THE journalist Belinda Bennett launched her career in the British newspaper industry at the former Exeter Weekly News in February, 1983. She had been advised by an internationally renowned author that a newsroom was a good place to “discipline” her writing. He had read an article, Only Their Paradise, which Belinda had submitted to a fanzine as a naïve 16-year-old. It was her ‘take’ on the humanitarian crisis facing Palestinians at the turn of the 1980s. She had little grasp of the politics or history of the conflict but, the author said, her writing showed “promise”.
She went on to work for newspapers as a reporter across the South West of England, including the Sunday Independent, Bridport News and Chard and Ilminster News. But she is best known for her seven-year tenure as Editor of the hugely popular Midweek Herald, in East Devon, which covers her home town of Honiton.
A sometimes controversial figure, Belinda blotted her copybook at an early stage in her career – running off with a British rock star’s son, whom she met on the steps of a magistrates’ court. He was fresh from the dock and she was on court reporting duty. They have a daughter, Fern, and granddaughter, Yasmin.

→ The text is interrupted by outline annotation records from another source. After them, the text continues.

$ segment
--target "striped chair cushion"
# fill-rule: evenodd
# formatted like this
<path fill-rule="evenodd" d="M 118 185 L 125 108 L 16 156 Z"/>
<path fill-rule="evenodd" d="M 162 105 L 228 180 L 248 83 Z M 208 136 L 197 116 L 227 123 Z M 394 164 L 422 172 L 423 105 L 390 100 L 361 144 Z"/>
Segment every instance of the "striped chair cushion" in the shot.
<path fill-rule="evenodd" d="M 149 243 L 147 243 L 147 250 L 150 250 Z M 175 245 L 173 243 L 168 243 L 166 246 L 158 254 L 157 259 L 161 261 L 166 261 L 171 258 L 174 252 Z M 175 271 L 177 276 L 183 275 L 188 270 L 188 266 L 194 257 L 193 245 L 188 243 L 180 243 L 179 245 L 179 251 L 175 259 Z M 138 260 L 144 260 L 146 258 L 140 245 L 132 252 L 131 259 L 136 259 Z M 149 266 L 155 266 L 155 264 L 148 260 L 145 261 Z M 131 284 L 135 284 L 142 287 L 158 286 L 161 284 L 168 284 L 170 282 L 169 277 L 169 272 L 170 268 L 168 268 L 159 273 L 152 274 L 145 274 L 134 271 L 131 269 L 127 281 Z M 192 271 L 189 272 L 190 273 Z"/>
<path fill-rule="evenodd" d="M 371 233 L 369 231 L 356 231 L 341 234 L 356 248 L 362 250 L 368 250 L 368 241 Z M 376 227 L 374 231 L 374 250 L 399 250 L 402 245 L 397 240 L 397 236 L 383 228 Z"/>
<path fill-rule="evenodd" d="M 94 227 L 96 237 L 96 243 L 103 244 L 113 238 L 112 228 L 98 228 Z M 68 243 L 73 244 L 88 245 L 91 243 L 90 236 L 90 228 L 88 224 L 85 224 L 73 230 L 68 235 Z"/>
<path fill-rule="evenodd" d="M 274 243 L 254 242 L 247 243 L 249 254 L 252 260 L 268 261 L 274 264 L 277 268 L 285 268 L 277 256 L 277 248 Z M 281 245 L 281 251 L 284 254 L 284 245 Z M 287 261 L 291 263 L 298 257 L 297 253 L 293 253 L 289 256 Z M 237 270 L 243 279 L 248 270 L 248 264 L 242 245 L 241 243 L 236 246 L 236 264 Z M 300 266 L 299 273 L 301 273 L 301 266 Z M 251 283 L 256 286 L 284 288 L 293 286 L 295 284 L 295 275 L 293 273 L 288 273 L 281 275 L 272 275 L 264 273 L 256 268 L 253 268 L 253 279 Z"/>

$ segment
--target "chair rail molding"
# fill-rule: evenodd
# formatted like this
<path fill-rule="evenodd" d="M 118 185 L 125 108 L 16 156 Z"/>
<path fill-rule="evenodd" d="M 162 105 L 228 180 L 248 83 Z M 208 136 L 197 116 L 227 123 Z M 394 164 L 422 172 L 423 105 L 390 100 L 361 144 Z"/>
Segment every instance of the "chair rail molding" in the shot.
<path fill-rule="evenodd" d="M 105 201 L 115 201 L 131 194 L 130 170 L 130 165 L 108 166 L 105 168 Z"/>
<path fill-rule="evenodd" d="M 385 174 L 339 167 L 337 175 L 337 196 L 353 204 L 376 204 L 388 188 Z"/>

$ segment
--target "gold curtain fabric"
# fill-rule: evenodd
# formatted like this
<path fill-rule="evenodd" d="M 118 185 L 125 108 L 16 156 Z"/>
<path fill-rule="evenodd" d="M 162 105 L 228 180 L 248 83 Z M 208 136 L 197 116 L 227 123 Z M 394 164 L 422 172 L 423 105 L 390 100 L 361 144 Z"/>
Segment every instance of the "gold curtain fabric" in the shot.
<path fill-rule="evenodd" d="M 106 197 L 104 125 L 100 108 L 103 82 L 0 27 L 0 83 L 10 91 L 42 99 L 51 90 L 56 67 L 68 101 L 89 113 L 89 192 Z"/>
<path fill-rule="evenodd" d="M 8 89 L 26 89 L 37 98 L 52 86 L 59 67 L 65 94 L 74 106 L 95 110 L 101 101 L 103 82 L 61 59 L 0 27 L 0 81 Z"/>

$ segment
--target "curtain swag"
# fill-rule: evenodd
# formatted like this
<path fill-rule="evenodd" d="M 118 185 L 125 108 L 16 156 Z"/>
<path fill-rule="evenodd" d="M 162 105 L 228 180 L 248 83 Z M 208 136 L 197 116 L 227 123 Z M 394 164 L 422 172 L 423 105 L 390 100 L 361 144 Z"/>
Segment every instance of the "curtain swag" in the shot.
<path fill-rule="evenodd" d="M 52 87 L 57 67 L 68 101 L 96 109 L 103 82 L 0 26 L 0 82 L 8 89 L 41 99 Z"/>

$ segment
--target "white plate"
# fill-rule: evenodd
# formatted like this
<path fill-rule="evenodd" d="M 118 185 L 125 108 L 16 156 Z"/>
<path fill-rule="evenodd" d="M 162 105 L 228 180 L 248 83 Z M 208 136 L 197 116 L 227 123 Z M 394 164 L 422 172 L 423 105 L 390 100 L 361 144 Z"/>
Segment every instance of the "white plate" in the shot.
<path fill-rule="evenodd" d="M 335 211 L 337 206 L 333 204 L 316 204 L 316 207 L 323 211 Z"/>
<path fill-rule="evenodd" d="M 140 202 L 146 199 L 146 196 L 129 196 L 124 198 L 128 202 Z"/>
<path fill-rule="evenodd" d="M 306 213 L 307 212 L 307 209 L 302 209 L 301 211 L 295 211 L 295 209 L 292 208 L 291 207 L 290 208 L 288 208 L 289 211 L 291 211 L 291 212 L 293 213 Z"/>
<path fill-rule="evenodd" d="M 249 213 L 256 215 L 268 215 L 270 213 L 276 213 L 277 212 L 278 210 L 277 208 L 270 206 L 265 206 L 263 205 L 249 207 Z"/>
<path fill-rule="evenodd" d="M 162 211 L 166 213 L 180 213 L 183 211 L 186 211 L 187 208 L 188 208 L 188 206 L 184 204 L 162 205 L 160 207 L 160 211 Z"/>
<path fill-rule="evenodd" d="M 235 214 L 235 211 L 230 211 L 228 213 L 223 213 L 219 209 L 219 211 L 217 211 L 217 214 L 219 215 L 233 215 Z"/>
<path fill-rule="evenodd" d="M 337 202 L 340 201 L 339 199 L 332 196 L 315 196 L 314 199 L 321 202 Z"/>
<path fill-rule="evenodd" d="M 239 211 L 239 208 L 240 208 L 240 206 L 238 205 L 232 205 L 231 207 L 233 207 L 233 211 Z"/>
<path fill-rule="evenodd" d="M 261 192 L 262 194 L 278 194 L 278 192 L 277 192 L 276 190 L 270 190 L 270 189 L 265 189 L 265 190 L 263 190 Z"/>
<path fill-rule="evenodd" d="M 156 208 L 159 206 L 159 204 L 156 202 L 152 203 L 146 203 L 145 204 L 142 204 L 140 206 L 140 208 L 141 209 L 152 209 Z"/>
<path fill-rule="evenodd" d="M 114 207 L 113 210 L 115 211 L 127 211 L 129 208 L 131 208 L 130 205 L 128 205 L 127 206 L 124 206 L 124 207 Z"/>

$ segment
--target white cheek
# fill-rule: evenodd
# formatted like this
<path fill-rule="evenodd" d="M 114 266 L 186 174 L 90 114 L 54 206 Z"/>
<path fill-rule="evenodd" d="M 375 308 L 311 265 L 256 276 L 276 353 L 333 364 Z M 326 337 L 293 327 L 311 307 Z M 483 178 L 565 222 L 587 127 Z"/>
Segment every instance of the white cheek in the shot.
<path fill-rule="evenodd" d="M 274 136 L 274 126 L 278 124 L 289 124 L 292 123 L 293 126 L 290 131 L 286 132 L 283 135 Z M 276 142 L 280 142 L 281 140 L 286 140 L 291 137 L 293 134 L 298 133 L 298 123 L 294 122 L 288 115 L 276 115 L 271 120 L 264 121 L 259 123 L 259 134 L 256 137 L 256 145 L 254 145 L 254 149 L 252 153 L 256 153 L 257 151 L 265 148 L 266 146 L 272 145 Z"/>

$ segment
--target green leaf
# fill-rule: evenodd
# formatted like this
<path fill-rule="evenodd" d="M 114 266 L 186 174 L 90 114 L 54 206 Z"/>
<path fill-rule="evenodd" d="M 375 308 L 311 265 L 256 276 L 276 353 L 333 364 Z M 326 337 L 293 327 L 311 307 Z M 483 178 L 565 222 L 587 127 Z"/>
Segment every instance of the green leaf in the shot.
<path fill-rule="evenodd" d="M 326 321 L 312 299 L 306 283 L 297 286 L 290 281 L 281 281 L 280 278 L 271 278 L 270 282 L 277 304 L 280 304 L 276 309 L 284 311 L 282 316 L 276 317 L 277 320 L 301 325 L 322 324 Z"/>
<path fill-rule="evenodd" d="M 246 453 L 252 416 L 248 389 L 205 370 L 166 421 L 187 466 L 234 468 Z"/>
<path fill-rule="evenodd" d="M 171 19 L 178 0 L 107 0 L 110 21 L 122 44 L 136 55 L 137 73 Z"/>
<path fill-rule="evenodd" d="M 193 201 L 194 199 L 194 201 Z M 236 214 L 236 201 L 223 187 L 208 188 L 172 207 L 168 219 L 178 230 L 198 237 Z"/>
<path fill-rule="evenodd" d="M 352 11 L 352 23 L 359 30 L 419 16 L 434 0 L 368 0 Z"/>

Belinda also has a son from a previous relationship, Jamie.
Belinda ‘retired’ from the newspaper industry to concentrate on creative writing in June, 2015. She had been working as a copy editor, crafting headlines for daily and weekly newspapers along the south coast.
Her first piece of fiction, about a magic china frog, was inspired by the BBC children’s television series Lizzie Dripping. It was considered by a major publisher when Belinda was just nine years old. Teenage angst prompted further creative efforts but, after both her parents died when she was in her early twenties, she concentrated on journalism.
Belinda lives by the sea in Lyme Regis, Dorset, on the Jurassic Coast.